Updated: Aug 16, 2023

NAACP, music venues say new rules will bring displacement Danny Peterson | 1/8/2019, 5:07 p.m

A new placard warning for unreinforced masonry buildingsPHOTO BYDANNY PETERSON



The Portland NAACP has new allies in opposition to a recent city policy requiring owners of unreinforced masonry buildings to post warnings signs on structures deemed to be at risk of collapse during an earthquake. Local NAACP President Pastor E.D. Mondainé was joined Saturday by other community members and groups impacted by the placarding requirement, including a coalition of music venue owners—Music Portland, for a rally in front of City Hall, demanding the mandate affecting some 1,600 buildings be halted. The Portland NAACP likens the requirement to Portland’s long history of white supremacy and where black people were displaced when urban renewal and economic development policies and projects helped gentrify historically black neighborhoods. Leaders for the local civil rights group claim the earthquake warnings would devalue the impacted properties and even act as an impediment to improving the buildings and keeping them in current use, all under the guise of public safety for the benefit of speculative redevelopment. “We will no longer allow these things to remove us from our community. We want action, we demand action, we want it now,” Mondainé said. In addition to black churches made of bricks and masonry in Portland’s African American community, many well-known music venues like White Eagle, Crystal Ballroom, Dante’s and Kelly’s Olympian, would be impacted, according to Music Portland.
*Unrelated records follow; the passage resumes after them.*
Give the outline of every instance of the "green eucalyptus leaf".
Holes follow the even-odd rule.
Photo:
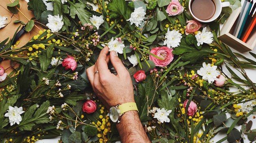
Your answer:
[[[27,24],[26,25],[26,31],[29,32],[32,30],[33,28],[34,27],[34,22],[33,20],[30,20],[29,21]]]
[[[161,7],[170,4],[171,0],[157,0],[157,4],[159,7]]]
City officials said the placarding ordinance, approved in October, was part of an effort ultimately aimed at upgrading old buildings to withstand an earthquake. But the NAACP says the policy will make it tougher for masonry building owners to get loans for improvements and will discourage investment. Instead, the group argues that the buildings will be sold, and developers will demolish and redevelop the sites, increasing the cost for residents to live there and forcing current residents out. Publicly-owned buildings have been required to post the placards since last week. Privately owned buildings would be required to post the signs by March 1, and non-profits, like churches, have until 2020 to post the warning signs, according to the mandate.